In Plaintiff S99/2016 v Minister for Immigration and Border Protection [2016] FCA 483, Bromberg J applied orthodox concepts of the law of negligence to conclude that the Minister of Immigration had breached a duty of care to procure a safe and lawful abortion for a refugee raped while awaiting resettlement at Nauru and transferred by Australia to Papua New Guinea (PNG). This article identifies some implications, but first recounts the facts.


Plaintiff S99, a young African woman, arrived in Australia during 2013 by boat from Indonesia. She was designated an unlawful non-citizen and transferred to the Republic of Nauru where she was detained until 2014. She was recognised as a refugee, released from detention and awaited resettlement. In 2016, she suffered a seizure likely to have been caused by epilepsy and was raped while unconscious. She became pregnant and required an abortion. For that purpose she needed medical resources including specialised expertise and equipment because of her neurological condition, poor mental health and other physical and psychological complications.
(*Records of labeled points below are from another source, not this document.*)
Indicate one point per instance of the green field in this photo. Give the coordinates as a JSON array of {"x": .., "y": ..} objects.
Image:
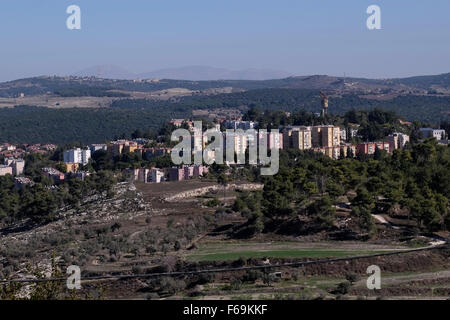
[{"x": 297, "y": 253}]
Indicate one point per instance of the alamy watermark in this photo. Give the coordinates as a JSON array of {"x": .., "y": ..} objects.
[
  {"x": 374, "y": 280},
  {"x": 73, "y": 22},
  {"x": 374, "y": 20}
]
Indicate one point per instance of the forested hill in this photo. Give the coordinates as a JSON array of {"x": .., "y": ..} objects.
[
  {"x": 45, "y": 84},
  {"x": 38, "y": 125},
  {"x": 433, "y": 109}
]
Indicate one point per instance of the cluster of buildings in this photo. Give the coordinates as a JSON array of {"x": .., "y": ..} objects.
[
  {"x": 187, "y": 172},
  {"x": 12, "y": 166},
  {"x": 329, "y": 140},
  {"x": 439, "y": 134},
  {"x": 13, "y": 151},
  {"x": 155, "y": 175}
]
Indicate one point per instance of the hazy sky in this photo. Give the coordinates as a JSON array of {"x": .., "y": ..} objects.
[{"x": 300, "y": 37}]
The Minister for Immigration and Border Protection (the Minister) accepted that Plaintiff S99 could not procure an abortion without his assistance. But he refused to bring her to Australia. Departmental policy sought to ensure that irregular maritime arrivals like her were treated for medical support in a third country outside Australia and she did not fall within the allowance made for ‘exceptional circumstances’ (at [395]-[396]). The Minister instead took her to Port Moresby.

Plaintiff S99 claimed that an abortion in PNG would be unsafe (because a lack of medical resources exposed her to grave risks) and illegal. She asserted that the Minister had a duty of care to procure a safe and lawful abortion for her, and it need not be conducted in Australia.

The Minister denied that such a duty of care existed. If it did, then there was no breach because the standard of care must be assessed by reference to the medical services reasonably available in PNG.